First, you discussed in Ode to a Plaque the wonderful mechanisms that viruses use to move from cell to cell, and wondered if there were other examples. Here's a paper you might want to discus: http://www.ncbi.nlm.nih.gov/pubmed/20023636; "Biofilm-like extracellular viral assemblies mediate HTLV-1 cell-to-cell transmission at virological synapses." by Pais-Correia AM, Sachse M, Guadagnini S, Robbiati V, Lasserre R, Gessain A, Gout O, Alcover A, Thoulouze MI at the Pasteur Institute.
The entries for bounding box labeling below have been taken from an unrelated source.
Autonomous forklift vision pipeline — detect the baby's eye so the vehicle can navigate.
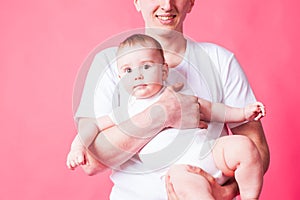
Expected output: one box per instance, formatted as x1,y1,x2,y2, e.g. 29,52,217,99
143,64,152,69
124,67,132,73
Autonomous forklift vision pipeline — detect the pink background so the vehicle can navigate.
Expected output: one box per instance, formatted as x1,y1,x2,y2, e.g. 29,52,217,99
0,0,300,200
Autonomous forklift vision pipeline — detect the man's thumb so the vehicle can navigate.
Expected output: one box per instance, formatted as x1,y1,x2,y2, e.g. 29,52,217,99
170,83,184,92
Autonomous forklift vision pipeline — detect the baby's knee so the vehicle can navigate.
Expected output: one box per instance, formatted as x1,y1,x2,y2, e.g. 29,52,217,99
167,165,188,179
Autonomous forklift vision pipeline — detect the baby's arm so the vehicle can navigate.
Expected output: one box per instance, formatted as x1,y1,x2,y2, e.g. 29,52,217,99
67,116,114,170
198,98,266,123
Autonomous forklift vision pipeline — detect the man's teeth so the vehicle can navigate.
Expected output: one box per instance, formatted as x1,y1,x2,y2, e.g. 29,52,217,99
157,15,174,21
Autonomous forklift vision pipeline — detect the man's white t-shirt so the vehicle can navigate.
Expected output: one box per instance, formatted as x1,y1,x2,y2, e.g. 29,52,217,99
75,40,256,200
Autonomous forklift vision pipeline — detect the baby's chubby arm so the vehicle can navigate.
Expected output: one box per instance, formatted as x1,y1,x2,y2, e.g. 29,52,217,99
66,116,115,170
198,98,266,123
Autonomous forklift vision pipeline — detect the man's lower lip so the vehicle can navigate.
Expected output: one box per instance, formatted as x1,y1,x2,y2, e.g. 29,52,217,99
156,17,174,24
134,84,147,88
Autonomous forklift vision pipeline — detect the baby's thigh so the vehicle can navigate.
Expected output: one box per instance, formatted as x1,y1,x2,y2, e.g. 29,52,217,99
167,165,211,200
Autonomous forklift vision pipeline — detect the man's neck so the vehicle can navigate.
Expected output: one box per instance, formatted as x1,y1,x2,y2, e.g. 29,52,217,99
148,28,187,68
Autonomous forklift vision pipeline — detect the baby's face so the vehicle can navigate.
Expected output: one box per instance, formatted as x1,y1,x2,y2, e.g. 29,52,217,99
117,48,167,98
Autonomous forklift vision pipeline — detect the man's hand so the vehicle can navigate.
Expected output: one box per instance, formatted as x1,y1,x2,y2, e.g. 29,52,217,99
158,83,207,129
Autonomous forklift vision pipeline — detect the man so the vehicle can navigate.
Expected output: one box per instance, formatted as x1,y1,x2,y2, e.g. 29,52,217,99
77,0,269,199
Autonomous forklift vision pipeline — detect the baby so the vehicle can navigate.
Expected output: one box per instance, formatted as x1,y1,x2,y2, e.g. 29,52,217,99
67,34,265,200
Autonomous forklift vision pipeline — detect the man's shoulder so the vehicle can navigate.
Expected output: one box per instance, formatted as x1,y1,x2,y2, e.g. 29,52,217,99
190,40,233,56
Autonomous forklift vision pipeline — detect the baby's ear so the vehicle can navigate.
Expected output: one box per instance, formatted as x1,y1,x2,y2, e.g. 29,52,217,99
162,63,169,81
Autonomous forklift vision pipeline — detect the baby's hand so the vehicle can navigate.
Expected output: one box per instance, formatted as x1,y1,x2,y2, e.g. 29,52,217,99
66,145,87,170
244,102,266,121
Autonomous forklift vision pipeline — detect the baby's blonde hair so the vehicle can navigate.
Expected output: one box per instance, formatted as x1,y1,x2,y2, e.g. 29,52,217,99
117,34,165,62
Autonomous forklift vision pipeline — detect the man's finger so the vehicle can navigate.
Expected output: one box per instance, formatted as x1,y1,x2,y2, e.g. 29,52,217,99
199,120,208,129
169,83,184,92
187,165,216,183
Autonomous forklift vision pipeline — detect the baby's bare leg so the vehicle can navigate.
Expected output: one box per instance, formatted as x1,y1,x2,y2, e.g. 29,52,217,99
213,135,263,200
167,165,214,200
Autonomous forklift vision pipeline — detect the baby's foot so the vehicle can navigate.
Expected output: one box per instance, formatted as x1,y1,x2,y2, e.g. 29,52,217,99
67,145,86,170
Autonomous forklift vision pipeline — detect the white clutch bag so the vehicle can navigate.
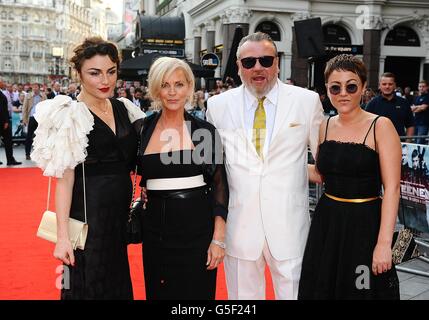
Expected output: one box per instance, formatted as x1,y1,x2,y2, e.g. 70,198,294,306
37,163,88,250
37,210,88,250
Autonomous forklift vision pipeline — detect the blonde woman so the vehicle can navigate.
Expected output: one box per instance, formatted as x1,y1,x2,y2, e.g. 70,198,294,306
139,57,228,300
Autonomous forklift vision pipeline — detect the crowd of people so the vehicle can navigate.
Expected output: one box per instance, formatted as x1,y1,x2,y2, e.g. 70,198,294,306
0,26,429,300
19,32,401,300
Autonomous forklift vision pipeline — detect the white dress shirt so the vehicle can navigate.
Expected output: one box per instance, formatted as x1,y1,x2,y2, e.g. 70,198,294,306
244,83,279,156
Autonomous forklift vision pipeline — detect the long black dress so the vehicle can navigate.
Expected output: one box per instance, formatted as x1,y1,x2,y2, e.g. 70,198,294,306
142,150,217,300
298,118,399,300
139,113,229,300
61,99,137,300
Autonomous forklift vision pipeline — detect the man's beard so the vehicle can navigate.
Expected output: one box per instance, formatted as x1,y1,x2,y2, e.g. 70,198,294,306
240,77,277,98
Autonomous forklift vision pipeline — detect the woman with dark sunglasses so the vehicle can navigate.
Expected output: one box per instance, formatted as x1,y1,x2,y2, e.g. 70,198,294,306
298,55,401,300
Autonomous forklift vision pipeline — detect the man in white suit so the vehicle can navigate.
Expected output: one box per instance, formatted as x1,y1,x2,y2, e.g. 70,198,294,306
207,32,323,300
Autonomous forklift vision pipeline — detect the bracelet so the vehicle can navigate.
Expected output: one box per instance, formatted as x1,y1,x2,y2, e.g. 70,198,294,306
212,239,226,249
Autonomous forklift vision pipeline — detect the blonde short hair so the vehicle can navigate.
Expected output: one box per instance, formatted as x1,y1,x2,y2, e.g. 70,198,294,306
147,57,195,108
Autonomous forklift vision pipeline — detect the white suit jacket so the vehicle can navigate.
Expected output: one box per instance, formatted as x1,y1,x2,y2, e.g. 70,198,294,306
207,81,323,260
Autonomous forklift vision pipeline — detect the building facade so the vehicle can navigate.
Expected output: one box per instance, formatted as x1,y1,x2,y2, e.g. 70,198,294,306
0,0,107,83
152,0,429,89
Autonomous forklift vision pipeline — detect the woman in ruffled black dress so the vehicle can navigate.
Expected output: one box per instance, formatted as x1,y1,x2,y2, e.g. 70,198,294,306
35,38,144,300
298,55,401,300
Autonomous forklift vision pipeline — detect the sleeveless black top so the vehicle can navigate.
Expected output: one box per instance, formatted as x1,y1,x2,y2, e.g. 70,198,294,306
316,117,381,198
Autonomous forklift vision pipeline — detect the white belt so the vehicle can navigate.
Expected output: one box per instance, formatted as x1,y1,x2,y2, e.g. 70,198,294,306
146,174,206,190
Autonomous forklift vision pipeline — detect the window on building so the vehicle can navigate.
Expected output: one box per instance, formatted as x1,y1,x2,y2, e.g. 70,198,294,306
22,26,28,37
384,26,420,47
4,58,12,70
255,21,281,41
323,24,352,44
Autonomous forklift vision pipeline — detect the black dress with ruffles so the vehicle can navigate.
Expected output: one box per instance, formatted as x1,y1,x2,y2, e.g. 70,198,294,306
61,99,137,300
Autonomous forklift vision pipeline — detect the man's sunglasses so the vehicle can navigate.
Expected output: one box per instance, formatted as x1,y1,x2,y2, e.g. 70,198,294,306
240,56,274,69
328,83,358,96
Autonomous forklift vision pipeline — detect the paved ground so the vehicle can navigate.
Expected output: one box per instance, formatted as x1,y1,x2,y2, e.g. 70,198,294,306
0,145,429,300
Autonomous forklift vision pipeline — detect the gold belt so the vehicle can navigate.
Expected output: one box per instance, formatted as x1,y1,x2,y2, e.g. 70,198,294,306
325,193,380,203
Another item: you discussed the PacBio sequencing system, a very clever nanotechnology method for ultra-high throughput sequencing. There's another technology that just came on the market that also uses very clever nano chemistry: the Ion Torrent system, now sold by Life Technology (www.iontorrent.com). It uses semiconductor technology to build tiny pH-sensitive chambers, each one containing a single synthesizing DNA molecule, and then detects the addition of each nucleotide by the change in pH caused by the release of a proton when the nucleotide triphosphate is hydrolyzed during incorporation. In that way, it doesn't require any special reagents, such as fluorescent-labeled nucleotides or fancy cameras, but just uses normal nucleotides and polymerase, which should result in reduced costs. Like the PacBio system, they are still trying to optimize read-length and accuracy, but it's a pretty clever idea.
Finally, you discussed the difficulties of conducting vaccine trials in humans. You may want to check out the work of John Treanor at Univ. of Rochester, who conducts influenza virus trials in volunteers, who are quarantined for 10 days following exposure to attenuated viruses, and provide daily nasal swabs to watch the replication and ultimate clearance of the viruses. See: http://www.urmc.rochester.edu/news/story/index.cfm?id=2899
"The investigational vaccine to be tested in this first isolation trial is similar to FluMist, the licensed nasal spray vaccine for seasonal flu, except that it contains two genes that help it mimic the H7N3 strain.
To participate, study volunteers must be between 18 and 49 years old and must not be pregnant, have an allergy to eggs, or have another medical condition that compromises their immune system and thereby would make live-virus vaccinations unsafe. If selected, study volunteers must stay a minimum of 12 days (two days before receiving vaccine, or “day -2” and “day -1;” the day of the vaccine, or “day 0;” and at least nine days following the vaccine, “day 1” through “day 9”). While on the unit, they will undergo daily physical examinations (e.g., vital signs) and nasal washes (to see how long the weakened virus remains in the nasal cavity, where vaccine is initially sprayed), and provide several blood samples. To be discharged, volunteers must go two consecutive days (after day 7) with no febrile or flu-like symptoms, including a negative nasal culture. Three separate outpatient follow-up visits, each requiring a nasal wash and blood sample, will be scheduled for one, two and six months after initially receiving vaccine."
It's popular amongst college students, who can make a couple of thousand dollars by participating.
Keep up the good work.
(the write is Professor of Pathology and Microbiology, New York University School of Medicine)
Your interest in information organization and display prompts me to send this link which is useful with the current public interest in the topic of radiation exposure:http://xkcd.com/radiation/
It's interesting to me as a retired nuclear power plant worker, too. We were just converting from rem to sieverts as I retired and this link helps in that regard. Five rem is the current federal standard maximum allowed exposure for a nuclear worker. You can see what that equates to in sieverts at this site.